Common Ground, Uncommon Gifts
Uncommon Gifts: Growing Peace and Harmony through Stories, Reflections, and Practices in the Natural World
Author: Barbara A Meyers
Pub: Balboa Press
Price: US $17.99
I’m not one for self-help books or guides to spirituality and was – I have to say – a bit dismayed when this book landed in my in-tray. It was publicised in conjunction with a ‘report’ questioning if it was ‘too late to prevent further [climate change related] disaster’, and so (without registering the title, to be sure) I had foolishly expected it to be a more scientific manual outlining personal steps one could take to deal with global warming.
And while in principal I admire many of the book’s aims – in the first chapter, it claims to be ‘a guide for individuals, families, and communities wishing to be effective stewards of their own lives and the life of the planet’ – its New-Age mawkishness made me feel a bit nauseous from the start, and occasionally nearly brought me to tears (and, rest assured, they weren’t soppy tears of joy).

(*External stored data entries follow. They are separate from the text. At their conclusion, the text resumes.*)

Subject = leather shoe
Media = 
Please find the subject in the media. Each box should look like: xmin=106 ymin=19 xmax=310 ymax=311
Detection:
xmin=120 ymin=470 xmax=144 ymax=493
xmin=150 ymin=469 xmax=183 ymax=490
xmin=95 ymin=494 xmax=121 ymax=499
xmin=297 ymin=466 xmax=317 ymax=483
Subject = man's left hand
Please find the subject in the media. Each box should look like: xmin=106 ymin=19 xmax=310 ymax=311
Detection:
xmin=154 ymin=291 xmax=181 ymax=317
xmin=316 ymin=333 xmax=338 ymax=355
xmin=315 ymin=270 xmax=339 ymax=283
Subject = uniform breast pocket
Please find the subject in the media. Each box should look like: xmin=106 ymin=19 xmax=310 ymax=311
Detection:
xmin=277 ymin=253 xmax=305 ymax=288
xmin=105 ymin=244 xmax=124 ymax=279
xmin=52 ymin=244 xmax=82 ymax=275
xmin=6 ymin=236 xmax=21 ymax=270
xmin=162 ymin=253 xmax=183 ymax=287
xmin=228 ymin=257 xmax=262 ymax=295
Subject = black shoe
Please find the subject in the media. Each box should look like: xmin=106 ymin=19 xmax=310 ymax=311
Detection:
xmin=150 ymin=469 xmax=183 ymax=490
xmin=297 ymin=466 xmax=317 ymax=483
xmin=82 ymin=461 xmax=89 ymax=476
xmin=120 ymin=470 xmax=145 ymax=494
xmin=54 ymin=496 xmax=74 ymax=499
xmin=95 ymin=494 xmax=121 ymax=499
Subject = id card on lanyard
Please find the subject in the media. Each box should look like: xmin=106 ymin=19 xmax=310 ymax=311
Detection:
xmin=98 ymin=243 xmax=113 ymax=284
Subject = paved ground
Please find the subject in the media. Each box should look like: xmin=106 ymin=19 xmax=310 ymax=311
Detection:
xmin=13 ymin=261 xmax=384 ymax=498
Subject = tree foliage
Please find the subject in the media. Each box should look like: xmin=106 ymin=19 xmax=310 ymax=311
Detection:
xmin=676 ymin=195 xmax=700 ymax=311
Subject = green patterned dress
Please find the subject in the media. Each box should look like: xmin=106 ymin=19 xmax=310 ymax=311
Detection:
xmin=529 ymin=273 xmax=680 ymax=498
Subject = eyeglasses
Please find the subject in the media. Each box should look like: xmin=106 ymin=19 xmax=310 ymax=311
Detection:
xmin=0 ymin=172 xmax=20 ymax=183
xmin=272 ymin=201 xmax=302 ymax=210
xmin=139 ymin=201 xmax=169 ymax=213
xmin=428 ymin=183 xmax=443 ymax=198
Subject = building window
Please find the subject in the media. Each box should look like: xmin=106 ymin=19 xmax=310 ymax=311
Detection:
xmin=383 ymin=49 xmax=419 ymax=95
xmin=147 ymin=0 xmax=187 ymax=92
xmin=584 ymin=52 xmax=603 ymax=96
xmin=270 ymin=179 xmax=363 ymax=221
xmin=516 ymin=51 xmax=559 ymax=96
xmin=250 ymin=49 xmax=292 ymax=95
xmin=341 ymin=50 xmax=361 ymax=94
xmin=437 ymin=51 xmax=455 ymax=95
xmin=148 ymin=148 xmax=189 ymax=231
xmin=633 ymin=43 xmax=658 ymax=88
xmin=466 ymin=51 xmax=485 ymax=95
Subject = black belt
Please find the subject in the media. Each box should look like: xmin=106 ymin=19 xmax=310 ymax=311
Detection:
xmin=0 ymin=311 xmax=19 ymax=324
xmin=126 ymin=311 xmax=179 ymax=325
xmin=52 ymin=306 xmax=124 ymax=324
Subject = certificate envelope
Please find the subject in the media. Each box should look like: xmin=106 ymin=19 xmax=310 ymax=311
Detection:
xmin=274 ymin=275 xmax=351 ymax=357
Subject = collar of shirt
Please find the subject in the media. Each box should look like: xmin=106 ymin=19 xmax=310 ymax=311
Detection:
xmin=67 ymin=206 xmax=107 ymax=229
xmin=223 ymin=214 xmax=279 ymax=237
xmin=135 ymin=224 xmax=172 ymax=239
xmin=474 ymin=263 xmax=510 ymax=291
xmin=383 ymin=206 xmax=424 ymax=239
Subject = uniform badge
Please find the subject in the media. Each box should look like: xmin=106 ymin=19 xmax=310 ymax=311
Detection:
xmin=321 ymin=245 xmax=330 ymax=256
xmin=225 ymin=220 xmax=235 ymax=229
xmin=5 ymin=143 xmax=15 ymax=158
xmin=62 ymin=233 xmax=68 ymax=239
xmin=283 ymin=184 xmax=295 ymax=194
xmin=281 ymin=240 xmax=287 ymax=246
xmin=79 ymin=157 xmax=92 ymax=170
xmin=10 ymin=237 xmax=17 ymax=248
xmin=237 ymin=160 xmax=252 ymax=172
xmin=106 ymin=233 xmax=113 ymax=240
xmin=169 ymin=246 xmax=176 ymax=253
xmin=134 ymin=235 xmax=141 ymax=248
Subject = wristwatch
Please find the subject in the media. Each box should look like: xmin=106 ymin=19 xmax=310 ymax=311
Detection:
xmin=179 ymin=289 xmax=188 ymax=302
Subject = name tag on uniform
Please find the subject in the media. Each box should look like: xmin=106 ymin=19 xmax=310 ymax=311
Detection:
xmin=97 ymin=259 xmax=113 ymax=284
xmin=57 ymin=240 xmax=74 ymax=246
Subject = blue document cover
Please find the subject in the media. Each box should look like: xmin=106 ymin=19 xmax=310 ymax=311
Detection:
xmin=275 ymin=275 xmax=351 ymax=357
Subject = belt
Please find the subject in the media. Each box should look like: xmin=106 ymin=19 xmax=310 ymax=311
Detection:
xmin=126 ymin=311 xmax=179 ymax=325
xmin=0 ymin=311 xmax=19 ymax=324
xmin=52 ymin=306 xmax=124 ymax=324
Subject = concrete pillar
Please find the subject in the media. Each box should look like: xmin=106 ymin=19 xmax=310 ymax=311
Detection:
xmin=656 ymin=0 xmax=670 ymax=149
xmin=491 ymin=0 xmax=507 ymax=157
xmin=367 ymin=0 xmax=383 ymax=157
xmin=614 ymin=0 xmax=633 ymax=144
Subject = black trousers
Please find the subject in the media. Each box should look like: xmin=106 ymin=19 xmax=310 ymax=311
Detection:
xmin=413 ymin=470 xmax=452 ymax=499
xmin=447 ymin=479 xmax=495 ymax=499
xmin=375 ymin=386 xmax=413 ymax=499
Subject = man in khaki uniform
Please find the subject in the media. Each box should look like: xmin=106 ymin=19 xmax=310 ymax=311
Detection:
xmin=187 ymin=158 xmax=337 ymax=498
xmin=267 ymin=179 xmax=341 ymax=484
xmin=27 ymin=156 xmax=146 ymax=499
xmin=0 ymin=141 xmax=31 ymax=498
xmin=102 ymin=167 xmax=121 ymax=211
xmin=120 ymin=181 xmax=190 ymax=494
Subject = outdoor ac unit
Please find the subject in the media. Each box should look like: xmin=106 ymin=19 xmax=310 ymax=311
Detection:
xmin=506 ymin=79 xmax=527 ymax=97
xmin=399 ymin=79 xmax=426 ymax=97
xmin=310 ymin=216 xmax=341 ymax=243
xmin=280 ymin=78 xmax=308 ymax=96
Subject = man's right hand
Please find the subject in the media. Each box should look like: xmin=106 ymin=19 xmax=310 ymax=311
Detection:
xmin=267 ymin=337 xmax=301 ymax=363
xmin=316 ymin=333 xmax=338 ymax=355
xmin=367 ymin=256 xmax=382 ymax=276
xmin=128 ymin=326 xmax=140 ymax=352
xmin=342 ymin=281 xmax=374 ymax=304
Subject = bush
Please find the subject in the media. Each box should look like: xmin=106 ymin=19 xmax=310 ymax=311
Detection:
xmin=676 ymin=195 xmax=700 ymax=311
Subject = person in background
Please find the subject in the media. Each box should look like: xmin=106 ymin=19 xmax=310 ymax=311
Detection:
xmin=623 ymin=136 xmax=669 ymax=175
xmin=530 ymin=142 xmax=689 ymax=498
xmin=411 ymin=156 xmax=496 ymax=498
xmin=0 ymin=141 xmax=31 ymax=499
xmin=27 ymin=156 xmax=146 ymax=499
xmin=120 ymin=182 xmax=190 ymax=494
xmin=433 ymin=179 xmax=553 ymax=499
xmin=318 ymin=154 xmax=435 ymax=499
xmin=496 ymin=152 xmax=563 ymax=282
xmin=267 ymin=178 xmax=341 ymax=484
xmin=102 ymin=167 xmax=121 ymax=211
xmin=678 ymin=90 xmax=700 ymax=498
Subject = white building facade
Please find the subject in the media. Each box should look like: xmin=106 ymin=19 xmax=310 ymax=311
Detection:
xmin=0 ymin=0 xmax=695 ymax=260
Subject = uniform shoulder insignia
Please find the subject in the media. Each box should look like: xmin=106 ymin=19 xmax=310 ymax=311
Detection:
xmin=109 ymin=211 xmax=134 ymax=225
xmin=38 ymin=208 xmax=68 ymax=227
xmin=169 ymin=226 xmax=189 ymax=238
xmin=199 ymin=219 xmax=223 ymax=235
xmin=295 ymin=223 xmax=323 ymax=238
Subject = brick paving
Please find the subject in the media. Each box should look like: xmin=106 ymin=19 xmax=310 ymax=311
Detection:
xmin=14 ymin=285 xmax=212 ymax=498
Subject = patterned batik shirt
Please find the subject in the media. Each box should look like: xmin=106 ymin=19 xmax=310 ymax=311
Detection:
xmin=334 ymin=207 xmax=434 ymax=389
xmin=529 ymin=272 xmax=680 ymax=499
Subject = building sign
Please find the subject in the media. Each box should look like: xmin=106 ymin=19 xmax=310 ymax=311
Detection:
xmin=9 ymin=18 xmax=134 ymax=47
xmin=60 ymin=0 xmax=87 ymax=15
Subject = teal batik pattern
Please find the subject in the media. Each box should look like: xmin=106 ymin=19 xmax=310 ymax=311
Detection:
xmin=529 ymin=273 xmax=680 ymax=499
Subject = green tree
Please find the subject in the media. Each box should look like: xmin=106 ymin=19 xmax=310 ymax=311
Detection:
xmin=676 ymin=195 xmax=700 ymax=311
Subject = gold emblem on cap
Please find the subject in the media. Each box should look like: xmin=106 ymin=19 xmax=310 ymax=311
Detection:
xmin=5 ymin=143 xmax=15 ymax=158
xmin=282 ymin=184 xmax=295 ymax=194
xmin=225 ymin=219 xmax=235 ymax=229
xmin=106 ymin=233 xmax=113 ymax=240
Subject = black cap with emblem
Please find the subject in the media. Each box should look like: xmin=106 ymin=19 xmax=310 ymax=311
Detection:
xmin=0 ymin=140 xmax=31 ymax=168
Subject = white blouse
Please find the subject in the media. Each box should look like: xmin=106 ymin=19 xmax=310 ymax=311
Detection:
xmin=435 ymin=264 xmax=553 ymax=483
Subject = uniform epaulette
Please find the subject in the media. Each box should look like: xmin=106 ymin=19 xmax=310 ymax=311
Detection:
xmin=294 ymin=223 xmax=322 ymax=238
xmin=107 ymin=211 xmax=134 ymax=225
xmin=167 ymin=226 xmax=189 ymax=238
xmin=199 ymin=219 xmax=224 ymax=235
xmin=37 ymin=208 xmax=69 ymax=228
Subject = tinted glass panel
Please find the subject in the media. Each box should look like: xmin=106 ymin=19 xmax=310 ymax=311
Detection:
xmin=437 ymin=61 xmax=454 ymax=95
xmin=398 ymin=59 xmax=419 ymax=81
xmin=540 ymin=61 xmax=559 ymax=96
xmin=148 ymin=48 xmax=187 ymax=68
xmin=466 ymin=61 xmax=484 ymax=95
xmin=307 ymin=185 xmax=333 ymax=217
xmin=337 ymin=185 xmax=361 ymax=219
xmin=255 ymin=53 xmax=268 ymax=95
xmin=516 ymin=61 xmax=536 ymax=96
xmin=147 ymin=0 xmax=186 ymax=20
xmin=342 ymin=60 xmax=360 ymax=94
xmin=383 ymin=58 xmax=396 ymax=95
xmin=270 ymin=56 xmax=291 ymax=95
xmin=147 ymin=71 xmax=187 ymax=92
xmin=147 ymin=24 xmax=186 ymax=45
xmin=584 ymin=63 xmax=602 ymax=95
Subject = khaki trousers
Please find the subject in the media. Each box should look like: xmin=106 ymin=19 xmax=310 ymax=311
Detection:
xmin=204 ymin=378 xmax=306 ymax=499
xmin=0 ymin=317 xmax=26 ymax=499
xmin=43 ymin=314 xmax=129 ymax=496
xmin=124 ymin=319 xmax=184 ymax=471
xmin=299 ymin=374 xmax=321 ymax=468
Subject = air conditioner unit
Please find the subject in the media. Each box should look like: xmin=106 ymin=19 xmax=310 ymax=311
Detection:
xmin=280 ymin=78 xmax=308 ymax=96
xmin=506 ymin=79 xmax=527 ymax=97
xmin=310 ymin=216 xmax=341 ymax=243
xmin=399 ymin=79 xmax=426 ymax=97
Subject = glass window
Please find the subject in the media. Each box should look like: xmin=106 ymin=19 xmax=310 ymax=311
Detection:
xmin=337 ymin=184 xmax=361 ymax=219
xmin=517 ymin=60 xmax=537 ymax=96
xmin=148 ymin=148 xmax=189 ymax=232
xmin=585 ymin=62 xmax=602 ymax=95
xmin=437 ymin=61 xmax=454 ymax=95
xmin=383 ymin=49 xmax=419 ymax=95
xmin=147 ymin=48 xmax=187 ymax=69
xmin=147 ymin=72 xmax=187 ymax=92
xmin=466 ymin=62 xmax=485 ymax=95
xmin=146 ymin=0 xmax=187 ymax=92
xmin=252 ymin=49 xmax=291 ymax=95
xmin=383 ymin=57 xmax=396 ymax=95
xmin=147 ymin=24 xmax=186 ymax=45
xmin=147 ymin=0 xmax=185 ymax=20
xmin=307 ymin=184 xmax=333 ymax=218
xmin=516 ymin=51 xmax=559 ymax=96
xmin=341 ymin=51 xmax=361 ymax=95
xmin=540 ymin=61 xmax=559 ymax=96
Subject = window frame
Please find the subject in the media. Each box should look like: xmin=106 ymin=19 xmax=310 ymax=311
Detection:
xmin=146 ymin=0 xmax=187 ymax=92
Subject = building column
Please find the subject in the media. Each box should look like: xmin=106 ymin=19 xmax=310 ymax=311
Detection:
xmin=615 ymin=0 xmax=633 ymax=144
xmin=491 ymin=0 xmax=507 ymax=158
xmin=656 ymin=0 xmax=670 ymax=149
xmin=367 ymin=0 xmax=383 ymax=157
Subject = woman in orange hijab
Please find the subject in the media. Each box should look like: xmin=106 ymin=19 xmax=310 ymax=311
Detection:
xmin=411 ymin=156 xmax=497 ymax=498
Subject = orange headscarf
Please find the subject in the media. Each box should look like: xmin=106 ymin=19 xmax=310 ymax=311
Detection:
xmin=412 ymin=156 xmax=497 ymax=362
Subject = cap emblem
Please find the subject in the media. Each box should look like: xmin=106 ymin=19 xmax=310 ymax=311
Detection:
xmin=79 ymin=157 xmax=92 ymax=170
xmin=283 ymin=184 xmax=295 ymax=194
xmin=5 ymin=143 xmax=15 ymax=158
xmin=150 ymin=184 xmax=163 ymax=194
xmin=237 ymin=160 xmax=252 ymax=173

Before I even tried to read the body of the book, I wanted to learn about the author, including what the ‘MSW’ beside her name stood for (as‘municipal solid waste’ was out of the question), and so I flipped to the back. Instead of a description of Barbara A Meyers’s Master’s in Social Work and subsequent career, I was greeted with this: ‘Like the ever-widening circles created when a stone is dropped into still water, the natural world has enveloped Barbara’s life. From her first experience of a small wriggling fish at the end of a homemade pole and line, she has been captured by the wonders of nature. That wonder and curiosity have been steady companions all the years of her life.’ And so on.
Now, I love nature as much as the next girl (and probably a great deal more than many), but such maudlin over-sentimentality almost (almost being key) makes me feel like I’d rather be aligned with those who don’t.
In any case, on to the book itself. The bulk of it is centred around the idea of the ‘Medicine Wheel’, an important symbol
to many ancient Meso-American tribes, who often visualised it as a circle representing all of life. The teachings in the book are relayed through stories, because as an ‘elderwoman’ the author wishes to share the experiences that ‘have helped [her] to
become more fully human’ and because ‘storytelling is the oldest form of teaching’.
And, of course, there is much to be gained from the knowledge of cultures that were quite clearly much better stewards of the planet than modern consumerist society could ever hope to be – such as the focus on self-consciousness outlined in Chapter 2, or the close relationship with food – whether through hunting or harvesting – outlined in Chapter 4.
So, if you’re looking to develop your spirituality along the lines of ancient American civilisations, go ahead and give this book a go. If, on the other hand, you’d like a hard-nosed scientific guide on tackling climate change, steer well clear.Common Ground, Uncommon Gifts is available from Balboa Press.